Status: sedang berlangsung
Genre:Action / Fantasi / Petualangan / Fantasi Timur
Popularitas:59.7k
Nilai: 4.9
Nama Author: Mungka

Benua Kasturia yang damai berubah menjadi medan pertempuran tiada henti. Sudah 200 tahun lamanya benua Kasturia terpecah menjadi tiga kekuatan besar. Masing-masing kekuatan saling bertempur. Pengkhianatan, agresi, politik, semuanya adalah hal penting bagi setiap negara untuk tetap bertahan di zaman peperangan ini.

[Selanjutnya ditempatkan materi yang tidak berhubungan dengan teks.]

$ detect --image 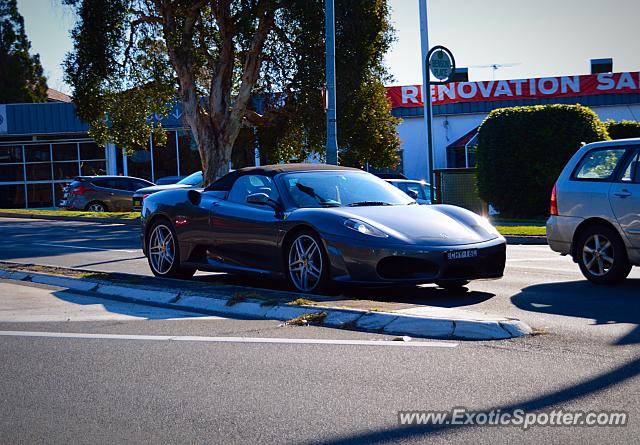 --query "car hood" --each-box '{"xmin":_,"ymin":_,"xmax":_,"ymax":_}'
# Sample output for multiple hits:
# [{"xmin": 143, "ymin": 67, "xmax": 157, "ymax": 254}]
[
  {"xmin": 134, "ymin": 184, "xmax": 194, "ymax": 196},
  {"xmin": 316, "ymin": 205, "xmax": 500, "ymax": 246}
]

Abyad, pemuda jenius yang tumbuh di pedesaan yang berbatasan langsung dengan negara berkonflik, bertekad untuk membawa perdamaian ke tanah Kasturia. Bersama dua teman setianya, Basril dan Sabina, Abyad terjun ke dalam dunia dengan kebusukan yang abadi, yang dipenuhi intrik yang membingungkan. Apakah perdamaian yang dicita-citakan Abyad akan terwujud? Ikuti terus petualangan Abyad mengarungi pertempuran tiada henti.

NB : Sumber cover dari Google

Karya ini diterbitkan atas izin NovelToon Mungka, isi konten hanyalah pandangan pribadi pembuatnya, tidak mewakili NovelToon sendiri

Episode 35 : Sorban Putih

"Sudahlah, Abyad. Jangan murung terus. Sudah seminggu sejak kita kembali dari provinsi Raxomensia, dan kau masih saja memasang wajah yang mengesalkan." Basril berkata sambil menikmati segelas cokelat panasnya.

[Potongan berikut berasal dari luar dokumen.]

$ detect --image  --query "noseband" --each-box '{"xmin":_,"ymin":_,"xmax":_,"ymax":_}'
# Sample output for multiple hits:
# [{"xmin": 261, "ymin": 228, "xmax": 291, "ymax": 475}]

Abyad tidak menanggapi perkataan Basril. Matanya hanya terfokus pada aktifitas masyarakat di kota Qusra. Ya, mereka bertiga telah kembali ke tempat asal. Setelah memberikan laporan di kastil Ajjar, Abyad, Basril dan Sabina kini mendapat tugas untuk berpatroli di kota. Udara dingin semakin menusuk. Penghujung tahun semakin dekat.

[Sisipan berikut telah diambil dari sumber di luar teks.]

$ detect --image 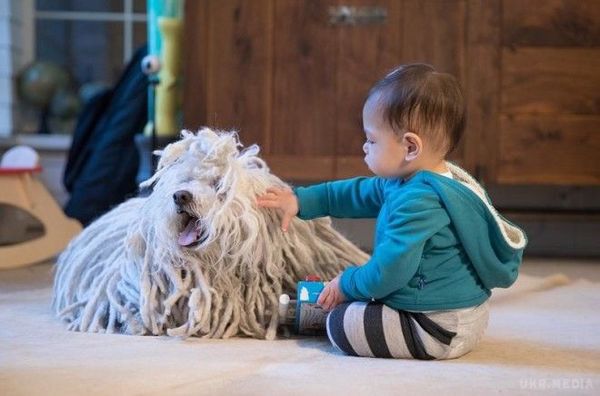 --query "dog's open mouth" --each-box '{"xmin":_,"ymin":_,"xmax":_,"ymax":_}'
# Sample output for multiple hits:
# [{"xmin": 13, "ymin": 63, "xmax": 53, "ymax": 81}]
[{"xmin": 178, "ymin": 211, "xmax": 207, "ymax": 247}]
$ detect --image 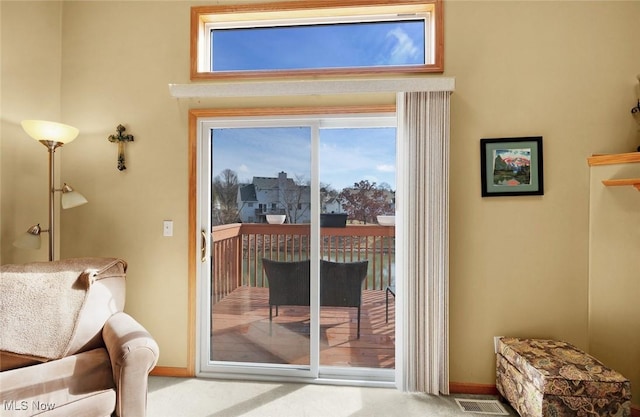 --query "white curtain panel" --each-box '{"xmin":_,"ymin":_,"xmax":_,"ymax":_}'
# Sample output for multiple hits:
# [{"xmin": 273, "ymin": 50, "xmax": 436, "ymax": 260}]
[{"xmin": 397, "ymin": 91, "xmax": 451, "ymax": 395}]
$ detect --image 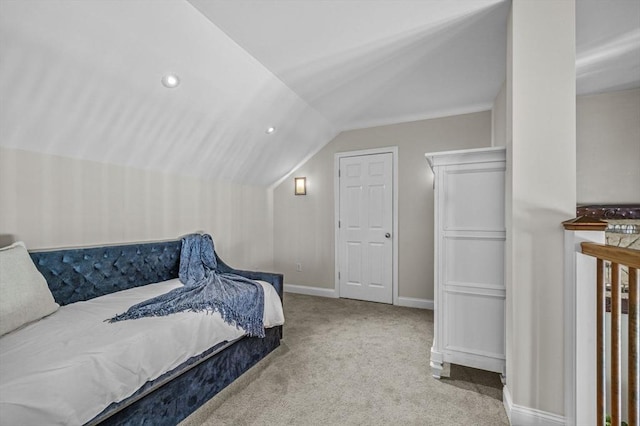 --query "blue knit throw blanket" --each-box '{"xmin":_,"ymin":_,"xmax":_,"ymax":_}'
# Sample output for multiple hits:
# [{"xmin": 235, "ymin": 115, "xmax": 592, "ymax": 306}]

"Ini." Sabina menyodorkan kue cokelat yang masih panas ke Abyad dan Basril.

"Wah! Terima kasih, Sabina." Basril menerimanya dengan senang hati dan langsung memakannya.

Abyad juga menerimanya dan mulai memakan kue itu secara perlahan. Dia semakin merasa kesal dengan segala perdamaian ini. Lihatlah, ini bukan tempatnya. Berpatroli di jalanan kota yang bercabang banyak. Tidak. Itu sama sekali bukan keinginan Abyad. Panggungnya harusnya lebih besar lagi.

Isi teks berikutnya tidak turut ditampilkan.